Please note that tax, investment, pension and ISA rules can change and the information and any views contained in this article may now be inaccurate.
Can you trust your fund manager?
The Woodford fund debacle has triggered a thousand articles about how a single investment product has not lived up to its hype, and how currently investors across the country are barred from cashing out of the fund if they so wish.
The significant amount of media attention is likely to lead some individuals to question their actively-managed fund holdings, and rightly so. If you are paying a fund manager to do the hard work, are they generating value for you?
The aftermath of the Woodford incident could see investors follow two different paths. First, they may probe fund managers’ performance and anyone not delivering the goods could see investors switch to alternative products. Second, more investors could embrace passive exchange-traded funds (ETFs) which simply track an index and don’t require the services of a fund manager to make all the decisions.
While many fund managers often enjoy a few good years’ performance, this may simply be down to luck and not skill. Very few fund managers have the skill with which to consistently deliver market-beating returns over a long period.
Even though the rise of the ETF has been much slower in the UK compared to the US, there is still growing demand. In recognition of this trend, Shares has recently increased the volume and frequency of its ETF coverage, providing readers with plenty of investment ideas and we will continue to look more closely at the passive space.

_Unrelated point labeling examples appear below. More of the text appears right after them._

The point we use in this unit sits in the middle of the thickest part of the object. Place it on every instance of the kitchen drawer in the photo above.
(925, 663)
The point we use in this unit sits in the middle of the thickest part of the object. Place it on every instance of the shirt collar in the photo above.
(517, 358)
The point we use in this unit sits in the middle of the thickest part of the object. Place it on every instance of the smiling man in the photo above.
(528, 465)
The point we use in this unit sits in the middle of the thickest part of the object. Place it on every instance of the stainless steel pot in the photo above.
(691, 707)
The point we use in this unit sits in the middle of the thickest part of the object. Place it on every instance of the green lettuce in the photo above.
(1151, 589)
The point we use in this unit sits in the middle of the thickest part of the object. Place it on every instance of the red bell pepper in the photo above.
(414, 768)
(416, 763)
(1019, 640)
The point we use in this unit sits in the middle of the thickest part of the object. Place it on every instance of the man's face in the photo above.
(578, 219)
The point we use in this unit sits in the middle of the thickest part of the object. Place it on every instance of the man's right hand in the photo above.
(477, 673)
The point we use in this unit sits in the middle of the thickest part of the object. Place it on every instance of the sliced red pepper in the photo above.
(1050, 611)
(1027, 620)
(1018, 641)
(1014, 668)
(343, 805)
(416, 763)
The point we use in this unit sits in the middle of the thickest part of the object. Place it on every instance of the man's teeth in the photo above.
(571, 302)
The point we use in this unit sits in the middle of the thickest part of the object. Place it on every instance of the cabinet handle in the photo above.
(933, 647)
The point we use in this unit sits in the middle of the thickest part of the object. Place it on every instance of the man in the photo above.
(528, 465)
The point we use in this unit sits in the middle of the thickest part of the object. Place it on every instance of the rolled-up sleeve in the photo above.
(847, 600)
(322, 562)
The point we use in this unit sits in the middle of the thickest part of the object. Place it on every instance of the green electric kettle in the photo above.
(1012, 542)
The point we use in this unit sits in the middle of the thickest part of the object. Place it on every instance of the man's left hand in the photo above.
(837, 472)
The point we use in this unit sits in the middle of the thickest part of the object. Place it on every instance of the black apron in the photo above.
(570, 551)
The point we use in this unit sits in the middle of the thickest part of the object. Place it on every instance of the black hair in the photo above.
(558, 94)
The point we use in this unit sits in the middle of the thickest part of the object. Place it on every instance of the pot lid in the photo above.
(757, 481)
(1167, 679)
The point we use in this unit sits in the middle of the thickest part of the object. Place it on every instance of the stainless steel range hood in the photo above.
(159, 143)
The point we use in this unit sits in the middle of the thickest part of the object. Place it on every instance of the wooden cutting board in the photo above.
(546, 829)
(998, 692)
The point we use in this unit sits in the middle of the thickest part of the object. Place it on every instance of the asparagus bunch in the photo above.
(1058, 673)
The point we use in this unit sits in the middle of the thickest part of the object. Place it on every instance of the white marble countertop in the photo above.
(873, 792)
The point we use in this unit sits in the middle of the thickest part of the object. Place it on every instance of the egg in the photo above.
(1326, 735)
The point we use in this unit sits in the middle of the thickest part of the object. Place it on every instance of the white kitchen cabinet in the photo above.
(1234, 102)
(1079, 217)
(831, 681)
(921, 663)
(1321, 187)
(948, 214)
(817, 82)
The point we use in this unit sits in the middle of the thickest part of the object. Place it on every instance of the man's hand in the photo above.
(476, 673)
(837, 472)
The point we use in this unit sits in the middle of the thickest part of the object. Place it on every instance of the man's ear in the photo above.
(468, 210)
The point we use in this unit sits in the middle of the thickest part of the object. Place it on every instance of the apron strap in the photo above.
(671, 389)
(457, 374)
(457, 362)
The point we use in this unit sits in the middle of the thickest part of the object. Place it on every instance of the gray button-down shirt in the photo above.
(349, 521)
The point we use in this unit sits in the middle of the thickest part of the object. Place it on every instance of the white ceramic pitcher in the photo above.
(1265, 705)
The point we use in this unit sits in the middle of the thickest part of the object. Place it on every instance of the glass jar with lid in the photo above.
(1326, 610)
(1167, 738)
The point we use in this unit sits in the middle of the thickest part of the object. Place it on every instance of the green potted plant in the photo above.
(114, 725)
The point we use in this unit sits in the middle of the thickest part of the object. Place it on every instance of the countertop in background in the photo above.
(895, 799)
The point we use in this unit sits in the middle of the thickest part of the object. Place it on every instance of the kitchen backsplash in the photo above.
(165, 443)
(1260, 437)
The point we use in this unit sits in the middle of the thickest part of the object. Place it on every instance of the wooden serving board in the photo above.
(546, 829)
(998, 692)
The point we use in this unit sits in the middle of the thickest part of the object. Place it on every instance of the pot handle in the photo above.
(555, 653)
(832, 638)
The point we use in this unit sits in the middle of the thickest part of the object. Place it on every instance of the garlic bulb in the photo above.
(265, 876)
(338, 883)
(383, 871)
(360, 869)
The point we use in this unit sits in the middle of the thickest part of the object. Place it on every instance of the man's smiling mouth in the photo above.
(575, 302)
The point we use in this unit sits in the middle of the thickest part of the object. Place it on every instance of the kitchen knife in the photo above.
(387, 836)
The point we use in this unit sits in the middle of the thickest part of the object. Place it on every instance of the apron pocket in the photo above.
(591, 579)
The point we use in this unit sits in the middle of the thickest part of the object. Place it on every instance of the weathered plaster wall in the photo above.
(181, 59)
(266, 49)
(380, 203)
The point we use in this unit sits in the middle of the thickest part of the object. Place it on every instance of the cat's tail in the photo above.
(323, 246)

The investment trust space may also benefit from the Woodford situation as investors start to appreciate the fund structure’s advantage when it comes to holding more illiquid assets – namely that the fund manager doesn’t suffer from redemptions when investors want to get out and so the manager isn’t forced to undertake a fire-sale of assets in such a situation.
Our view is that active fund management is still valid and that the actions of Woodford should not put you off the space. We also believe there is room for investors to blend both an active and passive strategy in their portfolio.
The priority for investors should now be reassessing all actively-managed fund holdings. Are the managers doing what they originally said they would do when you bought each fund? If not, think about why they have deviated from the process and consider moving to a different fund – be it passive or actively-managed.
It is on this point that investment trusts benefit from having a board of directors. They have the power to fire a fund manager who isn’t doing what they said they would do, or has taken too many (or not enough) risks. Investors should take comfort that there is someone overseeing the fund manager and not letting them do anything they want.
The Woodford situation is likely to put more pressure on investment trust boards to review actions and performance, and ultimately keep fund managers on their toes. And it is likely to put pressure on managers across all types of funds to stick to a defined process, which has to be for the benefit of investors.